And so, this stuff has no bearing on the case.Their theory is that either Reyes [ Matias Reyes, above, confessed to the crime] went first or we went first. They’re still saying that we are guilty but it changes. Now they’re saying it isn’t a question of whether we are guilty or innocent anymore, its all about how the police did nothing wrong, that they followed procedure. So basically its all about credibility.
What they’re trying to do is trying to find anything that could discredit you. So when we go to trial, they’ll say, Well you know, Raymond, he was exonerated in the Central Park Jogging Case but he also went to jail for a drug case. Which makes people automatically say, ‘Yeah he gotta be a criminal’, without knowing the facts as to why I went to jail. This is where we at right now; we’re still in depositions. To date they’ve completed 45 depositions but the heart of their case still hasn’t gone yet. That’s [prosecutors] Fairstein, thats Lederer, Detective Oroyo, [Detective] Mike Sheehan, who is on Fox 5.

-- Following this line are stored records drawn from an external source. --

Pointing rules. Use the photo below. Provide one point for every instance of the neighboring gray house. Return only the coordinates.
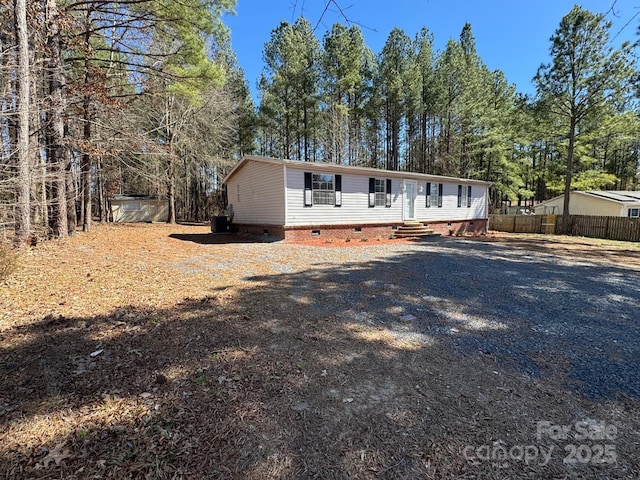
(609, 203)
(139, 208)
(296, 200)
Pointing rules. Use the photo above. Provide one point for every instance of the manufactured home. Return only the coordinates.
(298, 200)
(608, 203)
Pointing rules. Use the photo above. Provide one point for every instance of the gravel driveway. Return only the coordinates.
(537, 313)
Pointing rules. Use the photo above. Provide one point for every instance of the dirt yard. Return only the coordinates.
(161, 352)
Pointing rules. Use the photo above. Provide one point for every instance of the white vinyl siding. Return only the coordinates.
(259, 195)
(355, 203)
(477, 208)
(584, 204)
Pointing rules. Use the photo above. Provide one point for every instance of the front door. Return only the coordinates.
(410, 188)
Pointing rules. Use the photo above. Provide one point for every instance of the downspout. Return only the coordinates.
(286, 199)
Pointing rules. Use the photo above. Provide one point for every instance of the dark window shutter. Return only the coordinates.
(338, 192)
(308, 185)
(372, 192)
(388, 194)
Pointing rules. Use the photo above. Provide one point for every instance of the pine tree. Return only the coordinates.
(586, 73)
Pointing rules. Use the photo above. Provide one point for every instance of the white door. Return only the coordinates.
(410, 189)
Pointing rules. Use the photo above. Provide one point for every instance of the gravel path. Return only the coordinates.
(537, 313)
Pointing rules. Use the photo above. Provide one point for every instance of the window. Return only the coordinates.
(379, 192)
(322, 189)
(131, 206)
(434, 195)
(464, 196)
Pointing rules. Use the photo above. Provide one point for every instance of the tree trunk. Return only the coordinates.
(565, 228)
(85, 169)
(171, 195)
(71, 189)
(56, 150)
(23, 180)
(85, 166)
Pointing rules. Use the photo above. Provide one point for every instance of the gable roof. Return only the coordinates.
(338, 168)
(618, 196)
(621, 196)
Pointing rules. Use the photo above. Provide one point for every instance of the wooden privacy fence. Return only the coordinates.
(612, 228)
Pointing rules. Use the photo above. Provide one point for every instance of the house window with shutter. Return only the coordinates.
(379, 192)
(434, 195)
(464, 195)
(322, 189)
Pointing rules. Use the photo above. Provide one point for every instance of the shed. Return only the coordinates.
(293, 200)
(139, 208)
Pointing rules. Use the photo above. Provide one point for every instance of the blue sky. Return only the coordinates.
(511, 35)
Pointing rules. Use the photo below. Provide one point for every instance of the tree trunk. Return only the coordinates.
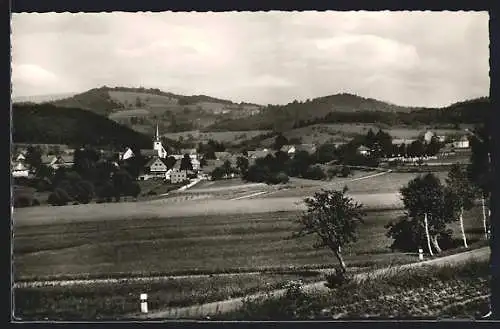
(338, 254)
(436, 244)
(427, 235)
(484, 219)
(462, 227)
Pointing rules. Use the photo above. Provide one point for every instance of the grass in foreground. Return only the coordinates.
(108, 301)
(428, 292)
(203, 244)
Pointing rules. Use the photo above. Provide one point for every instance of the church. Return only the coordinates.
(158, 149)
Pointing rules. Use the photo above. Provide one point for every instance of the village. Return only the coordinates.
(189, 166)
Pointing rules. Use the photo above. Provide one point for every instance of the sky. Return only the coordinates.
(405, 58)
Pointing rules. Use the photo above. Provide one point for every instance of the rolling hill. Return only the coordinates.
(141, 108)
(48, 124)
(347, 108)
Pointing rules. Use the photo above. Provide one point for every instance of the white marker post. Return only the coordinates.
(420, 254)
(144, 303)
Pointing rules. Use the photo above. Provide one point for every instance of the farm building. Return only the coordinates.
(363, 150)
(428, 136)
(176, 176)
(258, 153)
(462, 143)
(156, 166)
(57, 161)
(398, 141)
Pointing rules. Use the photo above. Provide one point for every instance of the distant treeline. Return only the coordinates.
(282, 118)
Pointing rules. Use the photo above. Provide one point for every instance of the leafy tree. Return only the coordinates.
(479, 170)
(217, 173)
(34, 156)
(423, 195)
(333, 218)
(59, 197)
(280, 141)
(242, 164)
(326, 153)
(461, 193)
(84, 191)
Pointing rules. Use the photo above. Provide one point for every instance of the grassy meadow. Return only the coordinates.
(188, 245)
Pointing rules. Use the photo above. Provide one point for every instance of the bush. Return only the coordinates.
(345, 171)
(337, 278)
(59, 197)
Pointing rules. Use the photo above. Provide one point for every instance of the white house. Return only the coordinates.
(156, 166)
(177, 176)
(428, 136)
(363, 150)
(157, 146)
(462, 143)
(20, 170)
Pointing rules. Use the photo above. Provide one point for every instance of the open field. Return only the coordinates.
(108, 301)
(210, 243)
(427, 292)
(323, 133)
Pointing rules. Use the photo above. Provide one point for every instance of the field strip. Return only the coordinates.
(249, 196)
(204, 310)
(155, 278)
(465, 302)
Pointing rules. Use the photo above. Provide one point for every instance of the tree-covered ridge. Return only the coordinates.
(49, 124)
(351, 108)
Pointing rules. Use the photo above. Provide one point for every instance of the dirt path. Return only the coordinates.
(204, 310)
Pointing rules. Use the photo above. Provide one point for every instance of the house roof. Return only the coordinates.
(286, 148)
(189, 151)
(149, 152)
(305, 147)
(222, 155)
(398, 141)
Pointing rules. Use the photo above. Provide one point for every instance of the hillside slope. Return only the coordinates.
(141, 109)
(48, 124)
(355, 109)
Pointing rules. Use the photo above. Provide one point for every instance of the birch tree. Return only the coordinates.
(333, 218)
(461, 194)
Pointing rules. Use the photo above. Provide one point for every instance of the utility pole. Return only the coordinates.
(427, 234)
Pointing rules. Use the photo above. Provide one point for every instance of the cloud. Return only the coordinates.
(409, 58)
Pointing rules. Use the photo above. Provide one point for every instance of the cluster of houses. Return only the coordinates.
(157, 167)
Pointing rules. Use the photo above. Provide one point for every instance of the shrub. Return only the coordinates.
(337, 278)
(59, 197)
(345, 171)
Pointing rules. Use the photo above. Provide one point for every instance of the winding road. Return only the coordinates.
(204, 310)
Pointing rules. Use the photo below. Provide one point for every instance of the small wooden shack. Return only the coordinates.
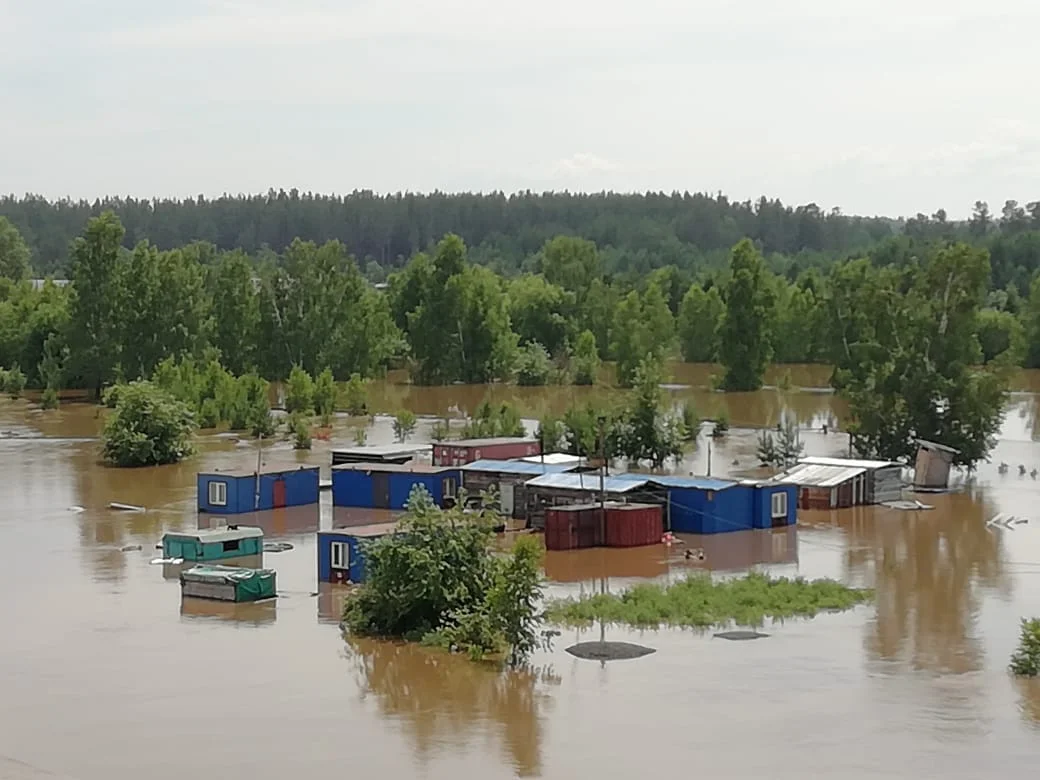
(468, 450)
(509, 477)
(933, 464)
(228, 583)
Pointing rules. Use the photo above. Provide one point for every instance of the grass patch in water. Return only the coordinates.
(697, 601)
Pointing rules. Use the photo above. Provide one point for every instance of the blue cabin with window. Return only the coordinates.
(387, 486)
(236, 492)
(341, 554)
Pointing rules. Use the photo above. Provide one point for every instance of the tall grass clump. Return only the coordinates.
(697, 601)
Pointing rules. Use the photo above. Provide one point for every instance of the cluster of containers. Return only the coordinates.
(577, 526)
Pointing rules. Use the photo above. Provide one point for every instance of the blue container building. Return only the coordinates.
(341, 556)
(235, 492)
(387, 486)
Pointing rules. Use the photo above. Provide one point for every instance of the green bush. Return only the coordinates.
(437, 579)
(148, 427)
(1025, 661)
(300, 391)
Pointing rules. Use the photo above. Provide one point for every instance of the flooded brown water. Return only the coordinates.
(105, 674)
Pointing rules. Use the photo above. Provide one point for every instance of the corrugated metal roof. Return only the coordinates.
(847, 462)
(553, 458)
(209, 536)
(820, 476)
(567, 481)
(515, 467)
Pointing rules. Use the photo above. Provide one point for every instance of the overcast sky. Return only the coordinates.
(888, 106)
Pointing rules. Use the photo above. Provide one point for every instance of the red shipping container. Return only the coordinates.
(633, 524)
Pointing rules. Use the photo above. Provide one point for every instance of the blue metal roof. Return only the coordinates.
(590, 482)
(516, 467)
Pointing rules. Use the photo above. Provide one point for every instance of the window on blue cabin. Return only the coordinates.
(217, 493)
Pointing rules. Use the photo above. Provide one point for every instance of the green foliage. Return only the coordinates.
(14, 381)
(534, 366)
(1025, 660)
(699, 602)
(148, 427)
(744, 346)
(325, 396)
(700, 318)
(437, 579)
(300, 391)
(49, 398)
(301, 429)
(404, 424)
(585, 360)
(911, 370)
(356, 396)
(14, 253)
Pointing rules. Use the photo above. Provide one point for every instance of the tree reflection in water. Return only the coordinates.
(445, 699)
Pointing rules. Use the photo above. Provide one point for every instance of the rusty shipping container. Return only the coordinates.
(633, 524)
(573, 527)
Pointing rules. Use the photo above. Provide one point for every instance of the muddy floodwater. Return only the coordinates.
(105, 674)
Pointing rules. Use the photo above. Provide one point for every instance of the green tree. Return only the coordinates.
(325, 396)
(148, 427)
(700, 316)
(585, 361)
(744, 346)
(94, 318)
(300, 391)
(14, 253)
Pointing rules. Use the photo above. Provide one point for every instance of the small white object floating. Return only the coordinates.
(125, 507)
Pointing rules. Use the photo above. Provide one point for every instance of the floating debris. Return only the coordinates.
(741, 635)
(908, 505)
(608, 650)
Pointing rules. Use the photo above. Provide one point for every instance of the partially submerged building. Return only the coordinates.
(387, 486)
(498, 448)
(838, 483)
(239, 491)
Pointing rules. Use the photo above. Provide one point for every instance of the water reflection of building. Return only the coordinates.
(256, 613)
(173, 571)
(442, 699)
(928, 570)
(331, 599)
(282, 522)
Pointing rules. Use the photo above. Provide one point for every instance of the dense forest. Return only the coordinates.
(535, 289)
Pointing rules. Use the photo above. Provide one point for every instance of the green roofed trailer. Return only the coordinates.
(228, 583)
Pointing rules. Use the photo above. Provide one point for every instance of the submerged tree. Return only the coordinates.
(745, 346)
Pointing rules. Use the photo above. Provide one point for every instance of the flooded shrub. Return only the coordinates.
(325, 397)
(299, 391)
(437, 579)
(697, 601)
(404, 424)
(1025, 660)
(301, 432)
(149, 427)
(49, 398)
(14, 382)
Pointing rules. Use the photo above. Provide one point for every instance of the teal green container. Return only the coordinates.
(213, 544)
(228, 583)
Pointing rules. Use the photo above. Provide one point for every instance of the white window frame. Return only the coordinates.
(339, 556)
(217, 493)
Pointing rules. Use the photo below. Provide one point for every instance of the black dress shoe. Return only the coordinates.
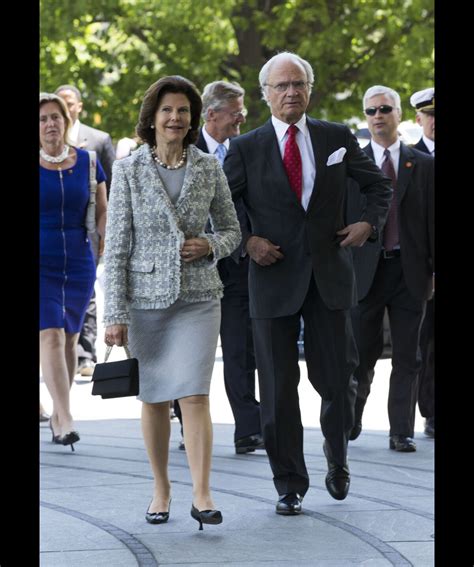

The reason why they’re trying to hold them to go last is becuase they have a lot of dirt in their history. Mike Sheehan, allegedly, drives drunk on a regular basis. This is the kind of stuff they’re trying to hold out until the end, part of the stall tactics they use against us.
New York City has settled lawsuits with drug dealers but still refuse to settle the case 13 years after the men’s exoneration.